Teknologi digital pun memberi ruang bagi rakyat untuk bersuara lebih lantang, mengkritisi kebijakan, bahkan menggulirkan petisi yg dapat memengaruhi keputusan politik.
Pertanyaannya, apakah energi ini cukup kuat untuk mengubah paras bangsa tanpa revolusi ? Jawabannya bergantung pada pencerahan kolektif.

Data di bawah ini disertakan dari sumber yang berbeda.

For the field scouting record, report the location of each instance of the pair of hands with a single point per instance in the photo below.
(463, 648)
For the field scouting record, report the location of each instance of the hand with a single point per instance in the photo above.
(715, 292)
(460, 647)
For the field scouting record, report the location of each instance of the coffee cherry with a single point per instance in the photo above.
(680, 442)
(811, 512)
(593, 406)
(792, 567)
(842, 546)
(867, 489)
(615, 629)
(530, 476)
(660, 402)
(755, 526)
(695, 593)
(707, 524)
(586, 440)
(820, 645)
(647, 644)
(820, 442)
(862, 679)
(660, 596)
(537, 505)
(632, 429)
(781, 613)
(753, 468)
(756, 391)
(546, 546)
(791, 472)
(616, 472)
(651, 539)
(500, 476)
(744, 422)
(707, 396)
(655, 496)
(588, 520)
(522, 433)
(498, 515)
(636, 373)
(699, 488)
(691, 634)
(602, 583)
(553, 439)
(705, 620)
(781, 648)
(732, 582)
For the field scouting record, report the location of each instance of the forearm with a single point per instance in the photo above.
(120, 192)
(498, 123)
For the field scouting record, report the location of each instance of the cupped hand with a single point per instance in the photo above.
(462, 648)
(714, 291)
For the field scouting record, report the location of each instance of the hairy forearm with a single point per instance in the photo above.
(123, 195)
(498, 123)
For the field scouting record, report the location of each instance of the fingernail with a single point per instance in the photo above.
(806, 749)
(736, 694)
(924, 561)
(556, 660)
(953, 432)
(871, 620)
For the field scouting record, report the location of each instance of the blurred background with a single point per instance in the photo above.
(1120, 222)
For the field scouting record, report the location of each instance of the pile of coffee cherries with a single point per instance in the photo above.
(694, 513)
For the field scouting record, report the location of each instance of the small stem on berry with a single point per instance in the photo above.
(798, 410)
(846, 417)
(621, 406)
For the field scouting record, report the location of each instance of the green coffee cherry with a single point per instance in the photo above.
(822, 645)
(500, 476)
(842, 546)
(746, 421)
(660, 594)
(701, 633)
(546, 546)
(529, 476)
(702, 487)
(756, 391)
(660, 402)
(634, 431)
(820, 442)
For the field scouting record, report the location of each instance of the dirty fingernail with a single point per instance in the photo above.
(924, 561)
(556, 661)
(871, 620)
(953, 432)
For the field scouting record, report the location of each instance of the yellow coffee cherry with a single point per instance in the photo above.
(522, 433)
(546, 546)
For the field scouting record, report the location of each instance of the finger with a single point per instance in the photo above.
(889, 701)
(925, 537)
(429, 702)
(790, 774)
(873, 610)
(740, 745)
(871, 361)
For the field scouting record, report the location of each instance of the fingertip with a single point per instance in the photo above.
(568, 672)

Jika masyarakat mau bersatu, bersuara, & konsisten menekan elite, perubahan secara bertahap dapat tercapai.

Dengan menimbang realitas yg ada, revolusi dalam arti kekerasan atau penggulingan paksa tidak sering relevan bagi Indonesia hari ini. Bangsa ini justru membutuhkan penguatan institusi demokrasi, hukum yg adil, & kepemimpinan berintegritas. Jika semua itu berjalan, keharapan untuk mengerjakan revolusi tidak akan jadi solusi.
Namun, kalau kondisi semakin memburuk, misalnya korupsi semakin merajalela, ketidakadilan hukum makin nyata, & rakyat kehilangan asa kepada pemerintah revolusi mungkin jadi opsi terakhir.
Tapi itu adalah skenario ekstrem yg sebaiknya dihindari.